Ja natomiast zachodzę w głowę, jak to możliwe, że takie rzeczy od początku do końca komponuje, aranżuje, nadzoruje i nagrywa 23 latek bez profesjonalnego wykształcenia muzycznego. Dlatego też Wilsona uznaje się za geniusza w świecie popu, nie mniejszego niż Lennon i spółka. Taki Bach lat ‘60, który stworzył nowy gatunek muzyczny nazywany barokowym popem (dużo orkiestracji i nagromadzenie wielogłosów). Oczywiście jak to w tamtym czasie bywało, narkotyki też dochodziły w tym geniuszu do głosu i śmiem twierdzić, że doprowadziły do upadku Briana Wilsona na samo dno. Po Pet Sounds przygotowywał się on bowiem do czegoś jeszcze większego, jeszcze bardziej zuchwałego, jeszcze bardziej wybitnego. Projekt „SMiLE” nigdy jednak nie został ukończony, bo nasz bohater popadł w paranoję, obsesję i depresję. Dążenie do perfekcji, niemożność jej uzyskania w takiej formie jaką sobie wyobraził doprowadziło go na skraj życia. Wilson wycofał się z muzyki na wiele lat. Tę historię opowiada film „Love & Mercy” z Johnem Cusackiem. Warto go obejrzeć, by lepiej poznać tę historię i kulisy nagrywania Pet Sounds (choć po samym filmie oczekiwałem o wiele więcej). Bo to temat, który jedynie nakreśliłem, a zawiera on jeszcze wiele wątków, które z przyczyn obiektywnych pominąłem.

Najważniejsza jest jednak muzyka. I na niej się skupmy. Odpalmy więc najlepszy popowy album wszechczasów.

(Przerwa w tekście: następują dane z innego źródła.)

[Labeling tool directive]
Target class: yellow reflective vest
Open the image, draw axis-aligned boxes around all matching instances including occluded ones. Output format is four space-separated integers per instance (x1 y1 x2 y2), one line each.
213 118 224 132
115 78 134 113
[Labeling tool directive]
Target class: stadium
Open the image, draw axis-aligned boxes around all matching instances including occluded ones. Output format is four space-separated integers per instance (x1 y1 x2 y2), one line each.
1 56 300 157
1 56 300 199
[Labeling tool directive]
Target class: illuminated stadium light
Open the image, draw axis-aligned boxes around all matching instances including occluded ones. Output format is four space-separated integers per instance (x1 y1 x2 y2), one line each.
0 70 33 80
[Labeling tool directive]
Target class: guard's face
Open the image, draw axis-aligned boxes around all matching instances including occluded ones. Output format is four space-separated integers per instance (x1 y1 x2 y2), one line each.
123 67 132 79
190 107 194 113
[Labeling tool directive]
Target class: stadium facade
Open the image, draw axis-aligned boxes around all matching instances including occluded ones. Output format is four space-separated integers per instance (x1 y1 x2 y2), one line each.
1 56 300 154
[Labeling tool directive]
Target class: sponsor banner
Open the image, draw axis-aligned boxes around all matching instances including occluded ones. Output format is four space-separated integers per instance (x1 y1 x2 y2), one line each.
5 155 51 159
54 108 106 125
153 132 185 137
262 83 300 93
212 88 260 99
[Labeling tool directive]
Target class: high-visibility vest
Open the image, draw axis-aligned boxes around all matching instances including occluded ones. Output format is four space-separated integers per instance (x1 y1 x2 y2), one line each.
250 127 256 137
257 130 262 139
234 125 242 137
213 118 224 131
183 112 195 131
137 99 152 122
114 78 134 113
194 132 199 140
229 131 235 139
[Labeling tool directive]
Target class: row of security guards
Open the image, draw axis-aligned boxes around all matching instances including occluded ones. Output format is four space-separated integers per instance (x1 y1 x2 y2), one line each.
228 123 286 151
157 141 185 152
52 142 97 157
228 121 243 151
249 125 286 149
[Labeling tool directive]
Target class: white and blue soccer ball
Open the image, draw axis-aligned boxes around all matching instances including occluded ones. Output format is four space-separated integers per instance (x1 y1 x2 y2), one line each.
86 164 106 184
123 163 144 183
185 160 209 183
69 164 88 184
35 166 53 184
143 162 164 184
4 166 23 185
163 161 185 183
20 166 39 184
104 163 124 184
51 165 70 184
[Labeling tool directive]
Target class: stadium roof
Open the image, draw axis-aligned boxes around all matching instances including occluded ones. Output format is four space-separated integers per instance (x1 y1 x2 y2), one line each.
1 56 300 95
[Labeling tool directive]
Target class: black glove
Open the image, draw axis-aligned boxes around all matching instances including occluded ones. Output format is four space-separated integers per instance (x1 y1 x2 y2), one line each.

____________________________________________________________________________________________


To najbardziej rozpoznawalny utwór z tej niesamowitej płyty spopularyzowany przez komedię romantyczną z Adamem Sandlerem "50 pierwszych randek". Optymistyczny w odbiorze był jednak jednym z najtrudniejszych do zarejestrowania od strony wokalnej (posłuchajcie). Problemem było wstrzelenie się w odpowiedni rytm, co wciąż nie wychodziło frustrując wszystkich obecnych na sesji. Brian był wciąż niezadowolony. W ogóle harmonie wokalne u Beach Boysów są jednymi z najbardziej skomplikowanych i wyrafinowanych w muzyce rozrywkowej. Przy odsłuchu wydają się naturalne, jednak dopiero na papierze widać trudność w ich zaśpiewaniu. Słyszałem wiele wykonań ich utworów i zupełnie obiektywnie należy przyznać, że mało kto jest w stanie podołać tej wokalnej perfekcji i totalnemu zgraniu głosów. To ewenement na skalę światową. 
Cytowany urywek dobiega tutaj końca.